11 Eylül 2013 Çarşamba

“Allah yazdıysa bozsun”


Birçoğumuz herhangi bir olumsuzluk ile karşılaşma ihtimaline böyle bir tepki veririz.”Allah yazdıysa bozsun”. Aslında bu, bir tepkiden ziyade bir temennidir. Fakat bir temenni de olsa bunu böyle mi ifade etmek gerekir?
Hakkımızda neyin hayırlı olduğundan emin bir şekilde temennide bulunmak.
Kendimizi kader koyucunun yerine koymak.
Hatta daha da ileri giderek kader koyucudan-haşa- “kaderi değiştirmesini” istemek.
İşte çok sıradan gibi görünen, pek de önemsemediğimiz bu söz, aslında bunları istemek anlamına da geliyor.
Oysa biz biliriz ki “olanda hayır vardır”. Bir şey olmuşsa, yaşanmışsa bizim için hayırlı olan olduğu içindir. Ona kader deyip sahip çıkmak ve isyan etmemek itikadın gereğidir. Olmamış bir şey için “Allah yazdıysa bozsun” gibi bir temennide bulunmak –haşa- Allah'ın işine karışmaktır.
Kaldı ki, biz hakkımızda hangi şeyin hayırlı olduğunu nerden biliyoruz ki, böyle bir istekte bulunabiliyoruz. Ayrıca bizim şer bildiğimiz işlerde hayır, hayır bildiğimiz işlerde şer olabileceğini ne çabuk unutuyoruz.

İyi, güzel bir iş yaptığımızda  “ben yaptım” deyip sahipleniriz de, olumsuz bir şey olduğunda sahiplenmeyiz, sorumluluktan kaçmak için suçu kaderin üstüne atarız.
Bu durum kaderi yeterince anlamadığımızdan kaynaklanıyor.
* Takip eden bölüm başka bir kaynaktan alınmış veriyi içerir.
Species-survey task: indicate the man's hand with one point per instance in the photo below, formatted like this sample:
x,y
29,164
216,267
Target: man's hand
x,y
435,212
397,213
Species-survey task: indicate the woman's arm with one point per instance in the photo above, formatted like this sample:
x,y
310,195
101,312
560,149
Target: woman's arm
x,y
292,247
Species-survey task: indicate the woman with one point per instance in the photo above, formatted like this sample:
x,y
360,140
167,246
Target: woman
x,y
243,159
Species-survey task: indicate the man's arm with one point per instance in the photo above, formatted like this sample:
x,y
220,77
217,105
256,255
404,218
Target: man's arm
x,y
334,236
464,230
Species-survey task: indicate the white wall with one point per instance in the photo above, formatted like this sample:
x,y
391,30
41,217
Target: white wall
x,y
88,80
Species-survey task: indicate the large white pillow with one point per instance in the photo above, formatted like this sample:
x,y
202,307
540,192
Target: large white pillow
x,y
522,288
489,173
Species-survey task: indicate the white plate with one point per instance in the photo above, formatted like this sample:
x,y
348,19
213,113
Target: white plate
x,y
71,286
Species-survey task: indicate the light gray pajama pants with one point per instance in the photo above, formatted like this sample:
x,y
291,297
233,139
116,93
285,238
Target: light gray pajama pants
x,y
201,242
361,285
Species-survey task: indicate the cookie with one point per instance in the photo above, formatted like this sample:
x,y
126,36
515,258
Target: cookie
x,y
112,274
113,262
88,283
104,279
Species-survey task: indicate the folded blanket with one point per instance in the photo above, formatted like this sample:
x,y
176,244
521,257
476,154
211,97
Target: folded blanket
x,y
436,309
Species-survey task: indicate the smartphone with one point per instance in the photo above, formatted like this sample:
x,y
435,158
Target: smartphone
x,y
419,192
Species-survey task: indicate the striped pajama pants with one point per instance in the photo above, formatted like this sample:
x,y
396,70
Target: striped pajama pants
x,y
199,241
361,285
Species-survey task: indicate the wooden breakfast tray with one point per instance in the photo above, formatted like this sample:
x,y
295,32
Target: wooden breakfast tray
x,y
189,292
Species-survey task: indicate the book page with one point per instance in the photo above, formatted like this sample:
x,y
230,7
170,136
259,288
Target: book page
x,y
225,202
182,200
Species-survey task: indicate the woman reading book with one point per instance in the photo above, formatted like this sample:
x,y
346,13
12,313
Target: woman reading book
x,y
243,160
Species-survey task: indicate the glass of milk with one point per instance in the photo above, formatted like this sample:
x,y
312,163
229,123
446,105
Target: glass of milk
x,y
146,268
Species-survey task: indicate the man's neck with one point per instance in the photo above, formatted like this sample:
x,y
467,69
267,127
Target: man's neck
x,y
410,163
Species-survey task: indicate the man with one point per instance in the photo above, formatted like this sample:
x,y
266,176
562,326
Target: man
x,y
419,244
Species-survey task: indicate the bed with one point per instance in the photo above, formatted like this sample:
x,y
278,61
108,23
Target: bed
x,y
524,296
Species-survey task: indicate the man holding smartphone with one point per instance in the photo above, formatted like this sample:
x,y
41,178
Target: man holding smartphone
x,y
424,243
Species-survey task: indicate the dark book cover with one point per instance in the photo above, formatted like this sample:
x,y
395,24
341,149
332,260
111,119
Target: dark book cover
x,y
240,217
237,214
Çünkü insan sadece kendi iradesi ile hiçbir şeyi mükemmel yapamaz.
Eğer güzel işleri sahiplenip kendimize pay biçiyorsak, yaşadığımız olumsuzluklarda sorumluluğu kendimizde aramak gerekmez mi?
Şu halde yapılabilecek en doğru şey, “Allah yazdıysa bozsun” gibi haddi aşan sözler yerine, “Hayırlısı olsun”, Allah hakkımızda hayırlısını nasip etsin””Allah bizi düşündüğümüzle imtihan etmesin” gibi tevekkül ve teslimiyet içeren, dua mahiyetinde sözler sarfetmektir.